Waterparks in other cities for China generally experienced growth and flat performance despite many new smaller waterparks and waterplay areas opening up in the country: it’s estimated that more than 60 waterparks and waterplay areas are currently under construction.

In Korea, Caribbean Bay had a standout year with strong growth while other Korean waterparks were flat. In Southeast Asia, Sunway Lagoon in Kuala Lumpur introduced a Nickelodeon waterplay area which resulted in strong results. In Thailand there are reports of a flood of waterpark and waterplay areas opening up, creating intense pricing competition in the market.

The culture side
Museums in Asia overall had a good year, with a 3.1 per cent attendance growth. The National Museum of China in Beijing became the highest attendance museum in the world for the first time. The trend in Asia is to have more “free” entry museums, which is great for consumers but very challenging for museum operations.
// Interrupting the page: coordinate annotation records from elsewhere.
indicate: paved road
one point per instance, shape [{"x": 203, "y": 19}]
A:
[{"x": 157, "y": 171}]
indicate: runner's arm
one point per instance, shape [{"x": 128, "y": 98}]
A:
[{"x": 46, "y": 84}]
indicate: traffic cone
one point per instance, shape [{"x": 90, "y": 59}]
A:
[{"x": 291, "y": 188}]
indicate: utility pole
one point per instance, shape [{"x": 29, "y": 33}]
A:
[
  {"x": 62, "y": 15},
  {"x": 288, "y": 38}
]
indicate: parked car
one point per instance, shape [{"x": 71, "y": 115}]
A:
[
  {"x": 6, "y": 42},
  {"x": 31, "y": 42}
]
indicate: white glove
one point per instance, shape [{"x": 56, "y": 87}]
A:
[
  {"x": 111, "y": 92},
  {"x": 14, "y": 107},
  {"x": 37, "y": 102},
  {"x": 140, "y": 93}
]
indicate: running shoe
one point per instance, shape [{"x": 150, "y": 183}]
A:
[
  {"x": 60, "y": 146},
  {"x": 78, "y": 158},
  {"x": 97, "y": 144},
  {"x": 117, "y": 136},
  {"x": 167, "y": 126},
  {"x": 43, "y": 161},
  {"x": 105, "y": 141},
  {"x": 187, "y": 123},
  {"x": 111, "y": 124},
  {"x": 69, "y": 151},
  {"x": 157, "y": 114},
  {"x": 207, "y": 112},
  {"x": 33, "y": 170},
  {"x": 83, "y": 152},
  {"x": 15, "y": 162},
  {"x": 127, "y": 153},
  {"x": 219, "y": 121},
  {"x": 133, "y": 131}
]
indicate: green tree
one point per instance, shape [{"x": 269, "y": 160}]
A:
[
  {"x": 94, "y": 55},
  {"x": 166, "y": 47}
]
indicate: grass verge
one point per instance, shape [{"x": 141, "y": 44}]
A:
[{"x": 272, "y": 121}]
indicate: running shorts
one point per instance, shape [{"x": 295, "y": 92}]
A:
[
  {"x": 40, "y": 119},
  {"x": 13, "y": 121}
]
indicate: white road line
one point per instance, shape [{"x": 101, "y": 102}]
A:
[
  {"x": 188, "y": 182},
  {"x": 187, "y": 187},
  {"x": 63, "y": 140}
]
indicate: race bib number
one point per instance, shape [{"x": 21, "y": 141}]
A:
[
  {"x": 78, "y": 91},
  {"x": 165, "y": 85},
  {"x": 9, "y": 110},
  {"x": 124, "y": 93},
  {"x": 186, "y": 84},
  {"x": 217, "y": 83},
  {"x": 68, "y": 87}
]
Science museums continue to be a popular format, with travelling shows and temporary exhibits being very popular.

However, the museum industry also faces challenges. There’s a lack of essential components such as collections and exhibitions, as well as a shortage of trained curatorial, conservation and other museum professionals. Education programmes, adequate business planning and operating funds are also key areas.

Road ahead
In summary, the theme park industry in Asia is booming, and well planned and executed projects are meeting with critical and financial success.

However, more competition is raising the bar in terms of level of quality and the need for continual reinvestment.

We’re seeing more innovation in terms of product and format in Asia than anywhere else. This innovation has a cost and not all parks will be successful.

Creating a fantastic guest experience is still the most important factor in the success of both theme parks and waterparks in Asia.